At Losey Field, Puerto Rico, Col. Thomas W. Hastey pins the Soldier’s Medal on three Air Force men for heroism. Left to Right, Pfc. Donald P. Lemons, Cpl. George H. Fenning and Sgt. Eugene J. Belensky, soldiers who, in danger of being overcome by gas fumes, rescued two Puerto Rican workmen from a burning gas tank.

He finds even the roads at his base made of bauxite which is so important in the construction of bombers and fighter ships. The nearby hills have so much of this ore that there is enough of it to be used as gravel while other thousands of tons are being exported to refineries at home.

Or like S/Sgt. David A. Halt, 23, of Negaunee, Mich., the soldier may find himself a weather forecaster at a huge base surrounded on one side by high mountains and on the other side by dense, snake-infested jungles. They killed a 23-foot Anaconda within 5o feet of a captain’s quarters at Halt’s airfield the other day.

These Anaconda snakes have strange habits. They’ve been known to crush full-grown cattle in their coils and then circle the area for three miles to make sure there are no army ants around. After this they return to their victim and swallow him in one gigantic mouthful.

The snake will lie for three of four days after such a meal. If it gets caught by a crawling mass of arm ants, sometimes 20 feet in height, before the after-lunch siesta is over, it’s just too bad. Both snake and victim disappear quickly leaving two skeletons grotesquely entwined.

Or again, the new Antilles Air Task Force recruit may land in the same island base with Pvt. Robert H. Wyles, 20, of Lincoln, Ill. The surroundings Bob sees in his aircraft sheet metal working job down here are not much like his home in Logan County.
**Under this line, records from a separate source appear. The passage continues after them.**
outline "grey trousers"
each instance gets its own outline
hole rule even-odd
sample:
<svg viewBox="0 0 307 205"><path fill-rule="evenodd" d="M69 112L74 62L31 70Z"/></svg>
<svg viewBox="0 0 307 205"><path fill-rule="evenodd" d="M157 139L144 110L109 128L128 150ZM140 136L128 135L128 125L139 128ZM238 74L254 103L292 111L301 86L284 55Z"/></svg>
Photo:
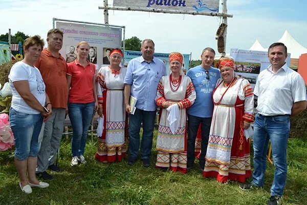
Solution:
<svg viewBox="0 0 307 205"><path fill-rule="evenodd" d="M52 115L45 124L43 138L37 156L36 173L45 172L54 162L62 139L65 109L52 109Z"/></svg>

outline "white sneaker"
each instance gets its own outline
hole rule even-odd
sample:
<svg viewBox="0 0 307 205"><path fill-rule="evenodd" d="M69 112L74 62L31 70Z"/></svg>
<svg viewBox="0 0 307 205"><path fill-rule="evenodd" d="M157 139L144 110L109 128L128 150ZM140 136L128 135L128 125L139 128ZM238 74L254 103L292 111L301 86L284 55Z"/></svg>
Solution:
<svg viewBox="0 0 307 205"><path fill-rule="evenodd" d="M73 157L72 159L72 161L71 162L71 165L72 166L75 166L78 165L78 162L79 162L79 158L77 156L75 156Z"/></svg>
<svg viewBox="0 0 307 205"><path fill-rule="evenodd" d="M86 160L85 160L85 158L83 156L83 155L80 155L79 156L79 160L81 163L83 163L83 165L86 163Z"/></svg>

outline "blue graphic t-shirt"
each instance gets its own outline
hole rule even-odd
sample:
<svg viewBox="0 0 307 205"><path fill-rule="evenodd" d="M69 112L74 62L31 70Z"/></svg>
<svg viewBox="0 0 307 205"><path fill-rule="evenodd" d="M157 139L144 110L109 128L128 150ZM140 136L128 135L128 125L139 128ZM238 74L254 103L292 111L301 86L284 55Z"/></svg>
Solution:
<svg viewBox="0 0 307 205"><path fill-rule="evenodd" d="M206 74L206 70L198 66L189 70L187 73L187 76L192 80L196 92L195 102L188 108L189 115L200 117L212 116L212 91L217 79L221 78L221 73L220 70L212 67L208 71Z"/></svg>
Here, he’s 30 miles from a strange metropolis of 20,000 people who speak 15 or maybe 20 different languages and represent that many nationalities and creeds.

The strange soldier from Georgia, Nebraska or Idaho sees some queer things in this town. He passes Hindu homes with flags flying from bamboo poles in the tiny front yards. A red pennant trimmed with white means that the family has a virgin daughter of marriageable age. The white signifies her chastity.

Sometimes the soldier may see the red pennant without the white fringe, and you can imagine what that means. Occasionally the red pennant minus the white fringe flies with a smaller red, white-trimmed flag underneath it. That means the family has a non-virgin girl of marriageable age with a daughter born out of wedlock. If the smaller flag is white, it means that she has an illegitimate baby boy.

An orange flag flying before one of these Hindu homes means that the head of the house is willing to swap a daughter or two for a son. A purplish colored pennant is practically an SOS. It means that the old man wants to get rid of some of his daughters for cold hard cash.

Perhaps the new soldier may get assigned to one of the Antilles Air Task Force landing fields on the water’s edge of a tiny island somewhere between Florida and the mainland of South America. The scenery he sees on his way to chow in the evening is as beautiful as anything in those movie travel talks.

It’s quite a change from Rock Rapids, Iowa.